Rod Liddle Rod Liddle

A course in Rod Liddle studies

issue 19 November 2022

As someone who has always had a grotesquely inflated sense of his own importance, my experience speaking at Durham University again last week almost tipped me into fully blown, delusional megalomania. On the way to the venue a student informed me that in the big hall nearby several hundred people were crammed into a debate about whether Rod Liddle should be allowed to speak at Durham. Yes, only a matter of yards from another building where Rod Liddle was actually speaking. I had, for a moment, a wonderful daydream about an entire university given over to studying Myself, or listening to Myself, three-year courses on the subject of Rod Liddle and what one might learn from Him, or how one should deal with Him, earnest young readers debating His latest utterances, emeritus professors pontificating affectionately on His early works, His juvenilia. My ego was already pretty monstrously priapic before I arrived, as I had been sent photographs of stickers placed in strategic locations on the campus reading ‘I love Rod Liddle’ and adorned with a big pink heart. Nope, not kidding. Weird, isn’t it?

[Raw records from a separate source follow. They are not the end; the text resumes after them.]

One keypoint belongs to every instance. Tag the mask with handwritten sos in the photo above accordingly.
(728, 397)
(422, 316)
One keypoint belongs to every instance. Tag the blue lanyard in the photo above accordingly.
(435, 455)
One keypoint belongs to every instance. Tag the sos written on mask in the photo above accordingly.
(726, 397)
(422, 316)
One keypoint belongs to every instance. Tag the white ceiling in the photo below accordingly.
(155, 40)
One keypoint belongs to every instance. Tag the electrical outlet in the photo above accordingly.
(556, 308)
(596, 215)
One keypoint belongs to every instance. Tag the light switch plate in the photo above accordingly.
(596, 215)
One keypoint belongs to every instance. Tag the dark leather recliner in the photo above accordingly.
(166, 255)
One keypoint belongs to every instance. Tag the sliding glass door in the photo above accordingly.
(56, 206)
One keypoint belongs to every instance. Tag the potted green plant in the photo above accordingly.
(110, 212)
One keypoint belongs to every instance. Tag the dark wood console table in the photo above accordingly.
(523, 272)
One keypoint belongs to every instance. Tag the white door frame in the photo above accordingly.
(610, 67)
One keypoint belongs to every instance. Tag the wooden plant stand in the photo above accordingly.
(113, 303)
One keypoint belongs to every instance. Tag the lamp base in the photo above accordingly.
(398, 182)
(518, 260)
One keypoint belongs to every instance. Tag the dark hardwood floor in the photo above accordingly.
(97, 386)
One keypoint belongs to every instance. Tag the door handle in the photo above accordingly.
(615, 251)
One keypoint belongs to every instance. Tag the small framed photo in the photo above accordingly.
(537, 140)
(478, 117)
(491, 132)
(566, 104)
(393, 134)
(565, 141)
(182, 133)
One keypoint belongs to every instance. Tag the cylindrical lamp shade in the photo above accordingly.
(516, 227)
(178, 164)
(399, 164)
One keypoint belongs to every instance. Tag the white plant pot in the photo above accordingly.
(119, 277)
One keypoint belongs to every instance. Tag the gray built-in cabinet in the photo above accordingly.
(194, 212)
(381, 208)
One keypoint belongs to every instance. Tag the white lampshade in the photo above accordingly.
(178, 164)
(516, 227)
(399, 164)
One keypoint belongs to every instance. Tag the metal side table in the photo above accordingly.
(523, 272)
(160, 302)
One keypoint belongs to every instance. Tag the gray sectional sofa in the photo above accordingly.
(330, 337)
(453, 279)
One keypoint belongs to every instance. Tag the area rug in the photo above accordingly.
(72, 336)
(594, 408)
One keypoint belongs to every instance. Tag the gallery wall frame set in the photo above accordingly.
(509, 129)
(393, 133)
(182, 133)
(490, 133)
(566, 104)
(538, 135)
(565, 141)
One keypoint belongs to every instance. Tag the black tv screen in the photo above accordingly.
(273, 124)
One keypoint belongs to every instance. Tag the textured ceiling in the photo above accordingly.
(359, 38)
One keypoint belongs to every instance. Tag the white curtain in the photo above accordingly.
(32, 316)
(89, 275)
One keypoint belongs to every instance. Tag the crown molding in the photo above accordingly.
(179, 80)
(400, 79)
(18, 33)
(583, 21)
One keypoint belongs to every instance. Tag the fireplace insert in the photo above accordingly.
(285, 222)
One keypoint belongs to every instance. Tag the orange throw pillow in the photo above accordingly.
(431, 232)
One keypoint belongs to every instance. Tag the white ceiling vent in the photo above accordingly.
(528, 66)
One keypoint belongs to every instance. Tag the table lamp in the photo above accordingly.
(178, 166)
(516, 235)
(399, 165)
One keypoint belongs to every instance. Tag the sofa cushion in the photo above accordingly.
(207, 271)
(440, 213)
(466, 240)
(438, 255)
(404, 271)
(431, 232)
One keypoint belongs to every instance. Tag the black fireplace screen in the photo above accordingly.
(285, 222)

‘Since I stung Matt Hancock the phone has not stopped ringing.’

A sense of proportion returned later when I realised I was merely a cipher for the student body’s love of and commitment to freedom of speech. Last year, when I spoke at the place, students had staged a protest and screamed blue murder about how they didn’t feel safe, the little poppets. The craven and pusillanimous university authorities took it out on the chap who had invited me, Professor Tim Luckhurst, and he was effectively suspended until Toby Young’s excellent Free Speech Union got in on the act.

This, then, was the kickback – and it was rather glorious. First the invitation itself, from the Durham Union Society (which is different from the students’ union), despite a certain amount of pressure from the feeble academics to rescind the invitation and warnings of all manner of trouble.